Real wages are expected to increase in the years ahead. Annual wage growth is expected to remain at around 4 per cent in 2023 and 2024, which will lead to real wage growth of just under 2 per cent on average over these two years.
House price growth of 5.8 per cent this year
House price growth is expected to be moderate in the years ahead. In 2021, house prices increased on an annual basis by as much as 10.5 per cent, but the growth rate slowed throughout the year.
Statistics from Real Estate Norway (Eiendom Norge) show that house prices have increased further, by almost 5 per cent in the first five months of 2022. The rise in prices so far this year must be viewed in conjunction with the new, more stringent regulations for house sales introduced this year – which include a requirement for a more exhaustive property report – and the resulting shortage of properties in the housing market.
The number of homes for sale increased in May, and in the slightly longer term, the supply of homes is expected to increase further as a result of the higher housing investment.
‘The increased supply of housing in combination with higher interest rates is curbing house price growth, and real house prices are therefore likely to fall slightly in the years ahead,’ says Thomas von Brasch.
‘Overall, house price growth is estimated at 5.8 per cent this year. This assumes that house prices will increase by 1 per cent throughout the rest of the year,’ says Thomas von Brasch.
Due to the expected higher interest rate path, the forecasts for house price developments have been adjusted downwards from next year.
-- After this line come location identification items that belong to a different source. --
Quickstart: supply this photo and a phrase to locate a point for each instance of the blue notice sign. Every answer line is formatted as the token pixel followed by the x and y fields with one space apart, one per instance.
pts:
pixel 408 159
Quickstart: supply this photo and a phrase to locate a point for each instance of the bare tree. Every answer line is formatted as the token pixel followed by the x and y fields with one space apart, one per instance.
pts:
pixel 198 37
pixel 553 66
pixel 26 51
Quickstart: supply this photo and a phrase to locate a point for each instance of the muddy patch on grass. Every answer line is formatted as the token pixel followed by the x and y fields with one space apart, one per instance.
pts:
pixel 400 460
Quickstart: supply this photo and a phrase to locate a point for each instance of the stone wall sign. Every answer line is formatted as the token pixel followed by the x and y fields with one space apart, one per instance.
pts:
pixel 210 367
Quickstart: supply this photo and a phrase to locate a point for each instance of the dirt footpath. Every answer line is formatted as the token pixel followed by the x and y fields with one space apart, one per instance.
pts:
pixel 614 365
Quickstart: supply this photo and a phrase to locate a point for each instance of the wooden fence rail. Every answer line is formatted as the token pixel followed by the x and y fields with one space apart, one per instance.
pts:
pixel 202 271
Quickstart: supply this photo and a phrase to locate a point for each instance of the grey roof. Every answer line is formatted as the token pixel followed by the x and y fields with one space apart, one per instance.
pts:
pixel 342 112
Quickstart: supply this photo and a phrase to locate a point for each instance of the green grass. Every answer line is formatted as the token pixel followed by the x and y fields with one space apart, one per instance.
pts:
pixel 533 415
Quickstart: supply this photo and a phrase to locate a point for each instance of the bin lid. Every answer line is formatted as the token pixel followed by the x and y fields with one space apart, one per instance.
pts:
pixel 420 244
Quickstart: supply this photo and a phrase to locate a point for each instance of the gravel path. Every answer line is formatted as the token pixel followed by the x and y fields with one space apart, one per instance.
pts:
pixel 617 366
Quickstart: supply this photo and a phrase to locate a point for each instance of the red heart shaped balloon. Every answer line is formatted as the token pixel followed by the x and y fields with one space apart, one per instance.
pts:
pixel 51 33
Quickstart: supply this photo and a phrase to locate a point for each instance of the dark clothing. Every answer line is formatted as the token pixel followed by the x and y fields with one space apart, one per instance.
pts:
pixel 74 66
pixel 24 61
It is assumed that annual house price growth will fall from 2.6 per cent in 2023 to about 1 per cent in the years 2024 and 2025. In this scenario, real house prices will fall every year in the period 2023–2025.
‘The international economy is dominated by the war in Ukraine, global supply chain problems, weak demand and closed ports in China, as well as a worldwide cost of living crisis,’ says researcher Roger Hammersland.
In the forecasts for the international economy, inflation in the euro area is higher than in the forecasts from March. After a period of strong economic recovery among our trading partners, several countries are now facing a shift in growth. With growth of 5.9 per cent in 2021, falling to 3 per cent and 1.8 per cent in 2022 and 2023 respectively, economic growth among our trading partners is expected to be weaker than forecasts from March.
The downward revision of the growth estimates means that the activity development of our trading partners can be characterised as cyclically neutral throughout the forecast period.